Du gâtisme en politique
Quoique John A. Macdonald, un des pères fondateurs du Canada en 1867, eût aimé voir un enfant de la Couronne anglaise s’installer au pays, sa Majesté Victoria et ses successeurs ont à peine daigné y envoyer des vicomtes, comtes et marquis de passage. À défaut de vrai prince à domicile, le Dominion canadien s’est contenté de substituts. Économe en moyens, les Britanniques ont saupoudré le corps du souverain sur leurs colonies par un système de représentants qui singent les fastes de la cour et les prérogatives royales. C’est de la monarchie par procuration, obtenue sous franchise. Il n’y a qu’au Brésil où l’on a vu s’enraciner, en Amérique, une famille dynastique nationale, de 1822 à 1891. Les Canadiens, encore en 2005, impriment sur leur monnaie l’effigie de la Reine du Royaume-Uni sans se rendre compte qu’ils ne sont jamais parvenus à reproduire l’esprit véritable des monarchies constitutionnelles telles qu’elles existent en Europe.
À quoi donc peut alors servir la fonction de gouverneur général au Canada? Officiellement, elle comble l’absence du souverain dans le fonctionnement des institutions. En réalité, en particulier sous la gouverne du parti libéral fédéral, elle est devenue un outil de propagation des valeurs canadiennes et un adjudant de la diplomatie fédérale. Le gouverneur général ne représente plus tellement la Reine qu’un composé, savamment choisi, de qualités personnelles, culturelles et linguistiques que l’on met en vitrine pour vendre le Canada, tout d’abord aux Canadiens eux-mêmes, puis aux étrangers. Tel gouverneur est d’origine ukrainienne, tel autre d’origine acadienne ou chinoise. De plus, cette fonction sert à sanctifier indirectement le pouvoir de nomination exorbitant dévolu au premier ministre fédéral, lequel nomme les gouverneurs généraux, la moitié du parlement fédéral les sénateurs , beaucoup de juges et quantité de serviteurs de l’appareil fédéral. Au lieu de se pencher sur cette incongruité, le public et les médias, à chaque nomination de gouverneur général, s’émerveillent ou se désolent des origines et des opinions de ce dernier ou de la vie de l’époux. Que je sache, Tony Blair n’a pas élevé au trône Élizabeth II. Au fond, le Canada balance entre monarchie et république sans réussir ni l’une ni l’autre.

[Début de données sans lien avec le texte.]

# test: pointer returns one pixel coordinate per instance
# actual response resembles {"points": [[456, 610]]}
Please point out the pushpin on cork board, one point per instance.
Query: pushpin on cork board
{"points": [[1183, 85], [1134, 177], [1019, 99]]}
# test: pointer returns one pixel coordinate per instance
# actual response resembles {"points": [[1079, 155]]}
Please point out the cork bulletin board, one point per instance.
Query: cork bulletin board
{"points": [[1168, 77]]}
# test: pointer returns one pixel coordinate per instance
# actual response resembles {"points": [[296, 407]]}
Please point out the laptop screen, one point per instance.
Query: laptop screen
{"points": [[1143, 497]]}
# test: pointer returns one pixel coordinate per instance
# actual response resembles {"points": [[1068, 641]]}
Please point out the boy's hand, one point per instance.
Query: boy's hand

Il y a plusieurs façons de classifier les régimes politiques. Distinguons les « accordés » des « gâteux ». Les premiers se reconnaissent à ce qu’ils savent accorder leurs institutions à leurs principes et à leur temps. La monarchie parlementaire britannique et le régime présidentiel américain, en dépit de leurs imperfections, sont quand même de belles inventions bien ajustées. Les autres, par contre, n’arrivent plus à faire cet accord et « jouent » donc faux. Ils se maintiennent, comme au Canada, par les faiblesses de l’imagination et l’indolence des citoyens. Des souverainistes québécois, auxquels on peut supposer la volonté d’en finir avec ce mauvais conte de fées, ont été récemment nombreux à s’acharner sur les supposées palinodies de la nouvelle représentante du souverain nommée par le gouvernement Martin. On reproche à Michaëlle Jean, journaliste d’origine haïtienne issue du sérail de la télévision d’État, de même qu’à son mari, d’avoir renié d’anciennes sympathies pour la cause indépendantiste. Si ces protestataires étaient sérieux dans leur entreprise, leurs efforts ne tendraient qu’à une seule chose : instaurer la République du Québec, expliquer cette idée, la nourrir, la faire aimer.